RÉTENTION : DU CHIFFRE, MAIS SANS TÉMOINS

Mis à jour le :15 octobre 2008. Auteur : Marie Nennès.


Du chiffre, du chiffre et encore du chiffre ! Aucun domaine n’échappe à cette religion du rendement, que ces chiffres comptabilisent des marchandises ou des vies humaines. À la fois l’un et l’autre selon l’usage qu’on en fait, « choisis » ou clandestins, les immigrés sont de toute façon trop nombreux pour Brice Hortefeux. 26 000 expulsions de sans-papiers, c’est l’objectif que s’est fixé le ministre de l’Immigration et de l’Identité nationale pour 2008. Et dans cette course au chiffre, la Cimade joue les grains de sable.Aussi a-t-il décidé de la neutraliser en faisant de la rétention administrative un marché public,avec appel d’offres ouvert à toutes personnes morales, division en lots et libre-jeu de la concurrence,le tout saupoudré pour les soumissionnaires d’une obligation de confidentialité.
Depuis 1984, la Cimade est la seule association habilitée à intervenir dans les centres de rétention pour informer de leurs droits les étrangers retenus. Elle leur apporte également une aide juridique et rend publique la situation dans les centres, par le biais, entre autres, d’un rapport annuel. Mais le véritable problème est ailleurs. Dans son ivresse à satisfaire son électorat et ses obsessions,le gouvernement a fait exploser tous les chiffres de la rétention depuis 2003:construction de nouveaux centres (il y en avait 13, ils seront 30 au 1er janvier 2009, soit 77% de places supplémentaires), augmentation du nombre de retenus (de 17 000 personnes à 35 000), allongement de la durée d’enfermement autorisée de 12 à 32 jours. Tous les chiffres, sauf un, le taux d’expulsions. Un sanspapiers sur deux finit par être libéré, faute de pouvoir être légalement reconduit. Parfois, c’est le pays d’origine qui refuse de reconnaître un ressortissant ou de délivrer un laissez-passer,mais dans 30 à 40% des cas, la remise en liberté est le fait du juge. Et c’est bien évidement la Cimade qui conseille, monte les dossiers, exerce les recours devant les tribunaux, trouve les traducteurs, bref, garantit l’accès aux droits des étrangers, quand les avocats sont, hormis quelques précieux engagements personnels, commis d’office et ne rencontrent leurs clients qu’une vingtaine de minutes.
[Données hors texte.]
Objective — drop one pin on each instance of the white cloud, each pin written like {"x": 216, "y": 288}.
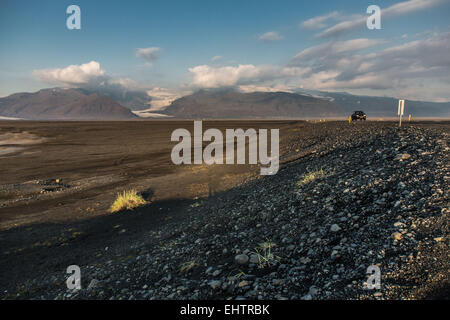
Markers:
{"x": 161, "y": 97}
{"x": 421, "y": 64}
{"x": 335, "y": 48}
{"x": 397, "y": 9}
{"x": 271, "y": 36}
{"x": 319, "y": 22}
{"x": 92, "y": 77}
{"x": 150, "y": 54}
{"x": 205, "y": 76}
{"x": 216, "y": 58}
{"x": 71, "y": 75}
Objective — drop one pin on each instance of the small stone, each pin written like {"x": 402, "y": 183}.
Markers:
{"x": 335, "y": 228}
{"x": 254, "y": 259}
{"x": 241, "y": 259}
{"x": 215, "y": 284}
{"x": 93, "y": 284}
{"x": 396, "y": 236}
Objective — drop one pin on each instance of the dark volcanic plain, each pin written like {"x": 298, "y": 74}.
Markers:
{"x": 380, "y": 196}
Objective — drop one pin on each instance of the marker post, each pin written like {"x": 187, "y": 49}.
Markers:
{"x": 401, "y": 111}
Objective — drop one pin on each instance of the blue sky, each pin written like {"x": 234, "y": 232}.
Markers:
{"x": 258, "y": 45}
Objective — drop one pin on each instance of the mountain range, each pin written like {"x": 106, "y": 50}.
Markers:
{"x": 80, "y": 104}
{"x": 63, "y": 104}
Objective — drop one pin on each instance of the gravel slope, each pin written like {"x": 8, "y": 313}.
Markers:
{"x": 380, "y": 198}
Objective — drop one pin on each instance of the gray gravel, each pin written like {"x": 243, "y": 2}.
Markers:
{"x": 383, "y": 200}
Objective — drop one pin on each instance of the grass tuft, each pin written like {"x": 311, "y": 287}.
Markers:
{"x": 187, "y": 266}
{"x": 311, "y": 176}
{"x": 127, "y": 200}
{"x": 265, "y": 256}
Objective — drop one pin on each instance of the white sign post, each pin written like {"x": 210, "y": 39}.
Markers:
{"x": 401, "y": 111}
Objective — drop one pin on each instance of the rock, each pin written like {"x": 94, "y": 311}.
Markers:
{"x": 215, "y": 284}
{"x": 335, "y": 228}
{"x": 254, "y": 259}
{"x": 403, "y": 156}
{"x": 241, "y": 259}
{"x": 93, "y": 284}
{"x": 305, "y": 260}
{"x": 396, "y": 236}
{"x": 307, "y": 297}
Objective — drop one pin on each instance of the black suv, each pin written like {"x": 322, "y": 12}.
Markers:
{"x": 358, "y": 115}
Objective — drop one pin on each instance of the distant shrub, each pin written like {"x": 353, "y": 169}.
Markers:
{"x": 127, "y": 200}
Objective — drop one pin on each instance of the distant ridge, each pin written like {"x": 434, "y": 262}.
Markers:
{"x": 62, "y": 104}
{"x": 231, "y": 104}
Cette expertise juridique, la Cimade est quasiment la seule à l’avoir. Et si elle a fait savoir qu’elle n’était pas contre travailler en partenariat avec d’autres associations, certaines n’ont pas vraiment la même vision de leur mission. L’Ordre de Malte, par exemple, qui entend « ne pas mettre le juridique en avant, mais plutôt l’humanitaire pour que les gens rentrent chez eux dans des conditions décentes et avec dignité [1]. » Ou encore l’Aftam, spécialisée dans l’hébergement social,qui annonce clairement la couleur  : « On met les textes en musique, point à la ligne. Nous proposerons sans doute l’ouverture d’une permanence d’information sur les sites où sera distribuée la documentation fournie par le ministère1 ». La charité plutôt que la justice,voilà qui devrait plaire au bon chrétien Hortefeux.
Réunie en assemblée générale extraordinaire le 4 octobre, la Cimade a fait savoir dans un communiqué qu’elle « est déterminée à poursuivre son action de défense des étrangers placés en rétention, mais elle refuse le morcellement de la mission en lots éclatés attribués à des prestataires de service. Elle demande au ministre de l’Immigration de modifier le dispositif prévu par le décret et l’appel d’offres publiés fin août ». Pas sûr que Brice l’entende.

Article publié dans CQFD n°60, octobre 2008.


[1] In Le Nouvel Observateur du 25/09/2008.